The fact that the hard right who also inhabit the same space in the Tory party are now squeaking about electoral pacts and joint candidatures, merely reminds us of the latent xenophobia that lies beneath the surface of much that passes for political debate in this country

The UKIP hard core are provocative, unreconstructed ideologues, one trick ponies. For what other purpose was Farage’s forage into left leaning Scotland other than a provocation?

Yet we have to acknowledge that not all UKIP members and supporters are “swivel eyed clones” of Nigel. The late Jim MacArthur, who was the human face of UKIP in Northamptonshire, was a thoroughly decent human being and some of their candidates were sincere, if misguided.

Many of those who voted for them were not hardened race warriors or anti-European zealots from a different era.

Many of them were folk fed up with the professionalisation of politics and frustrated by the apparent insouciance by which politicians appear bereft of principles, let alone politics.

As if on cue to remind people of the shallowness of party politics comes the case of Councillor Ifty Choudary, the Northampton Borough Councillor who changed party and became the centre of ‘Guildhalldoor-gate’ last week.

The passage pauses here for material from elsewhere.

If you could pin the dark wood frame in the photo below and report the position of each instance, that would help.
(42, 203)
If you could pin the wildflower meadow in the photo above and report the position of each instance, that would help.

People changing parties is not a surprise. It happens.

But the case of Councillor Choudary is an instructive one. On May 2 he stood for the Labour Party in Talavera Ward. He was already a sitting Borough Councillor in Abington ward but wanted to complete his portfolio of council seats and become a ‘double-header’.

For weeks he denounced the Tory administration on the county, filled letter boxes with highly-charged critiques of the Tory villains, then, within 14 days, he turns a political summersault and joins them.

When I was a foaming- mouthed teenager I was a Young Communist, as I got older I drifted in a right-ward direction and ended up a foaming-mouthed socialist in the Labour Party.

Now I’m a foaming-mouthed pensioner looking at the growth of the Left Unity group with a degree of hope.

So is it possible to make a 360 degree change in a matter of days? Is it a result of intense political analysis or is it a huge burst of ego and opportunism?Is it possible Mr Choudary has been offered a glittering prize in time to come, the mayoralty,the Chairmanship of the Internal Security Committee or even a chance to have tea with Brian Binley?

Only Choudary can explain his actions, but it should not be possible for anyone to flip with such apparent ease and demonstrate such contempt for the electorate.

Mr Choudary was not elected because he’s a nice guy or a much loved figure in Abington.

He was elected with a Labour label, one that he was proud to wear only a few days ago.

It’s not just his integrity that is at stake,it’s the credibility of everyone who stands for a party but not a principle.